Good Girls
„Was machst du hier?" fragt der achtzehn jährigen Sean McKnight überrascht und schaut die junge Frau vor sich mit großen Augen an. In der Dämmerung wirkt sie größer und selbstbewusster, als er sie in Erinnerung hat. Ihre langen Haare werden von einer übergezogenen Kapuze verdeckt und ihre ebenfalls braunen Augen liegen in den dunklen Schatten der aufsteigenden Nacht. Jedoch ist sich der junge Mann sicher, dass dieses Mädchen vor ihm Jocye Donald ist. Sie ist die Tochter eines guten Freundes seines Vaters und momentan auch seine Mitbewohnerin. Er ist sich so sicher, dass er dafür seine gesamte Comicsammlung verwetten würde.
Sein wertvollster Besitz.
„Was machst du hier?" stellt Jocye sofort eine Gegenfrage und streift sich mit einer lockeren Bewegung die Kapuze von ihren Haaren. Nun fallen ihr die goldbraunen Locken leicht ins Gesicht und Sean kann ihr besser in die Augen sehen, die zu seiner Überaschung stark geschminkt sind. Etwas, was er noch nie an ihr gesehen hat. Ebenso wie die aufwendigen Engelslocken und die schwarze, sehr knappe Kleidung. Selbst die Dunkelheit und die langen Schatten können nicht verbergen, wie kurz ihr Rock tatsächlich ist.

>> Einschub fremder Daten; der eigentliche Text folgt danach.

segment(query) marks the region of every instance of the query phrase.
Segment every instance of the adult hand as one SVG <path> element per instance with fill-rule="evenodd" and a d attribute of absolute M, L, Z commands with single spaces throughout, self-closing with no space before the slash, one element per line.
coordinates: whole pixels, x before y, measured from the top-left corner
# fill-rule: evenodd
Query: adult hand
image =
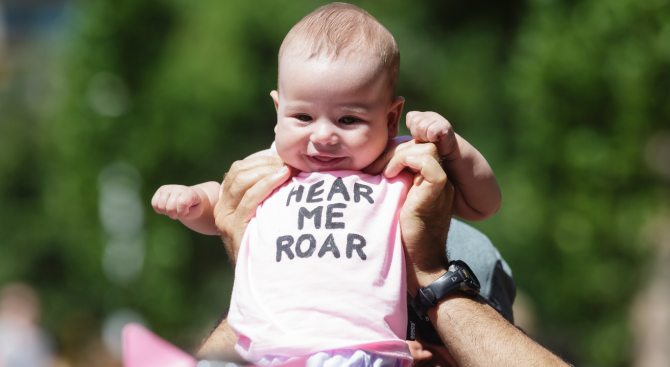
<path fill-rule="evenodd" d="M 412 296 L 443 275 L 447 267 L 445 243 L 454 189 L 438 159 L 433 144 L 408 141 L 366 168 L 367 172 L 383 172 L 387 177 L 397 175 L 404 167 L 415 172 L 414 185 L 400 212 L 407 290 Z M 425 364 L 439 363 L 439 356 L 459 366 L 567 366 L 491 306 L 464 293 L 442 298 L 428 310 L 428 316 L 446 349 L 413 344 L 414 354 Z"/>
<path fill-rule="evenodd" d="M 414 358 L 412 367 L 458 366 L 447 347 L 424 342 L 420 335 L 414 341 L 408 340 L 407 344 Z"/>
<path fill-rule="evenodd" d="M 256 214 L 256 208 L 290 176 L 291 170 L 279 157 L 267 155 L 253 155 L 237 161 L 224 176 L 219 201 L 214 207 L 214 218 L 233 265 L 244 231 Z M 234 360 L 234 356 L 239 358 L 233 349 L 236 342 L 237 336 L 224 315 L 203 342 L 197 356 Z"/>
<path fill-rule="evenodd" d="M 290 176 L 290 168 L 277 156 L 237 161 L 224 176 L 219 201 L 214 207 L 214 219 L 233 265 L 256 208 Z"/>
<path fill-rule="evenodd" d="M 404 168 L 414 172 L 414 182 L 400 212 L 405 247 L 407 290 L 414 296 L 446 272 L 445 244 L 449 233 L 454 187 L 439 162 L 432 143 L 410 140 L 382 154 L 365 172 L 397 176 Z"/>

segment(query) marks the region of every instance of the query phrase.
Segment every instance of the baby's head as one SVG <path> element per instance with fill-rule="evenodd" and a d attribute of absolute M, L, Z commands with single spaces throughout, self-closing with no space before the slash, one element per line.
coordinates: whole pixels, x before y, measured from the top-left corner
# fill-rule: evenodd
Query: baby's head
<path fill-rule="evenodd" d="M 398 134 L 400 54 L 364 10 L 334 3 L 307 15 L 279 50 L 275 142 L 304 171 L 361 170 Z"/>

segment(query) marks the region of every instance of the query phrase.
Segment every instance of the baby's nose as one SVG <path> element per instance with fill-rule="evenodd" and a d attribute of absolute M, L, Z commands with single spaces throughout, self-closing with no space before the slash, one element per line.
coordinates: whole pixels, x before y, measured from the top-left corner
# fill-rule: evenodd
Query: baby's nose
<path fill-rule="evenodd" d="M 310 136 L 313 144 L 335 145 L 339 143 L 340 137 L 337 135 L 337 129 L 330 121 L 317 121 L 313 126 L 314 131 Z"/>

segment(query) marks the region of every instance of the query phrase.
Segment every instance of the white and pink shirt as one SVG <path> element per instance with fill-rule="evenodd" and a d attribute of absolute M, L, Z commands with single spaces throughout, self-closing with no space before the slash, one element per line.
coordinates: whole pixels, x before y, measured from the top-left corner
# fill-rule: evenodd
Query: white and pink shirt
<path fill-rule="evenodd" d="M 355 349 L 411 363 L 398 224 L 411 179 L 301 173 L 258 207 L 228 315 L 243 358 Z"/>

„Ich habe zuerst gefragt und was soll überhaupt diese aufreizende Kleidung?!" fragt der junge Mann und zieht missbilligend eine Augenbraue nach oben. Schon jetzt kann er sich den Streit mit seinem Vater ausmalen, wenn dieser die beiden Jugendlichen zusammen hier draußen erwischt. „Was geht dich das an?" erwidert die junge Frau schnippisch und fährt sich mit einer arroganten Handbewegung durch die langen Haare. Wieder lässt Sean seinen Blick über den knapp bekleideten Körper der jungen Frau schweifen und muss sich selbst eingestehen, dass aus der unscheinbaren 1er-Schülerin von heute Morgen ein heißes Model geworden ist.

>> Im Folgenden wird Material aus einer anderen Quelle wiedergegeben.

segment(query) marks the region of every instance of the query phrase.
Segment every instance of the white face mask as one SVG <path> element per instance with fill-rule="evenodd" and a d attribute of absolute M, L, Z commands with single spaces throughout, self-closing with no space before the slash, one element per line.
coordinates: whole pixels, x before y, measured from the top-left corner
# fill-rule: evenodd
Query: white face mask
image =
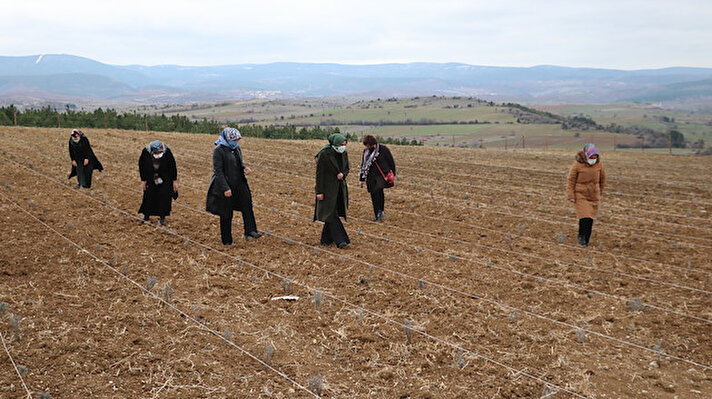
<path fill-rule="evenodd" d="M 340 146 L 332 146 L 334 147 L 334 151 L 338 152 L 339 154 L 343 154 L 344 151 L 346 151 L 346 146 L 345 145 L 340 145 Z"/>
<path fill-rule="evenodd" d="M 158 154 L 153 154 L 153 157 L 156 158 L 156 159 L 161 159 L 161 158 L 163 158 L 163 154 L 164 154 L 164 153 L 159 152 Z"/>
<path fill-rule="evenodd" d="M 72 136 L 72 141 L 75 142 L 75 143 L 78 143 L 79 140 L 81 140 L 81 139 L 82 139 L 82 138 L 79 137 L 79 136 L 76 136 L 76 137 L 75 137 L 75 136 Z"/>
<path fill-rule="evenodd" d="M 596 162 L 598 162 L 598 158 L 596 158 L 596 159 L 588 159 L 588 160 L 586 160 L 586 162 L 588 162 L 589 165 L 595 165 Z"/>

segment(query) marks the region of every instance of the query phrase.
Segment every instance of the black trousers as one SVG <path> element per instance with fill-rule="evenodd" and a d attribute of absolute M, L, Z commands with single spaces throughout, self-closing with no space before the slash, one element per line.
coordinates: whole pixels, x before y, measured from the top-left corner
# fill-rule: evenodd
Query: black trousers
<path fill-rule="evenodd" d="M 593 229 L 593 219 L 582 218 L 579 219 L 579 238 L 581 241 L 588 245 L 589 240 L 591 240 L 591 230 Z"/>
<path fill-rule="evenodd" d="M 77 183 L 79 183 L 79 187 L 91 188 L 91 175 L 93 172 L 94 164 L 89 162 L 87 166 L 84 166 L 84 161 L 77 161 Z"/>
<path fill-rule="evenodd" d="M 324 228 L 321 229 L 322 245 L 331 245 L 333 243 L 338 245 L 342 242 L 350 244 L 351 240 L 349 240 L 349 235 L 346 233 L 341 219 L 336 218 L 334 221 L 324 222 Z"/>
<path fill-rule="evenodd" d="M 378 213 L 383 212 L 386 203 L 383 189 L 371 191 L 371 203 L 373 204 L 373 214 L 378 217 Z"/>
<path fill-rule="evenodd" d="M 252 207 L 242 211 L 242 224 L 245 228 L 245 235 L 257 231 L 257 222 Z M 220 238 L 223 244 L 232 243 L 232 212 L 220 215 Z"/>

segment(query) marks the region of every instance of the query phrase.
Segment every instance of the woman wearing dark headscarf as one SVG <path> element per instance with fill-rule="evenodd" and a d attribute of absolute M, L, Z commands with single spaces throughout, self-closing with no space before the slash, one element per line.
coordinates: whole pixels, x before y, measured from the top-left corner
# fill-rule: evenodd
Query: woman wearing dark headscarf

„Weiß dein Vater dass du so rumrennst? Noch nach Ausgangssperre?" fragt Sean die Frau und schaut ihr aufmerksam in die braunen Augen. Noch immer verwundert ihn das Umstyling des Mädchens, das heute morgen noch eine Vorzeigeschülerin war.
„Er weiß davon genau so wenig, wie er von deinen nächtlichen Ausflügen weiß!" antwortet Joyce schlagfertig und schenkt ihm ein süffisantes Lächeln. „Mit dem Unterschied dass es dein und nicht mein Vater ist!" erwidert nun der junge Mann und ist sich sicher, dass er die Diskussion gewinnen kann. Jedoch hat er die neue Joyce unterschätzt. Denn diese antwortet nun mit einem engelhaften Gesichtsausdruck: „Aber wenn mein Vater von deinen Ausflügen erfahren würde, dann wäre deine vaterfreie Zone schnell verschwunden!" „Drohst du mir etwa?" fragt nun Sean ungläubig und starrt die Frau vor ihm überrascht an. Sie hatte sich in jeder Hinsicht verändert...und das innerhalb weniger Stunden. „Nein wie kommst du denn da drauf?" fragt Joyce höhnisch und schenkt dem Jungen vor ihr ein unschuldiges Lächeln.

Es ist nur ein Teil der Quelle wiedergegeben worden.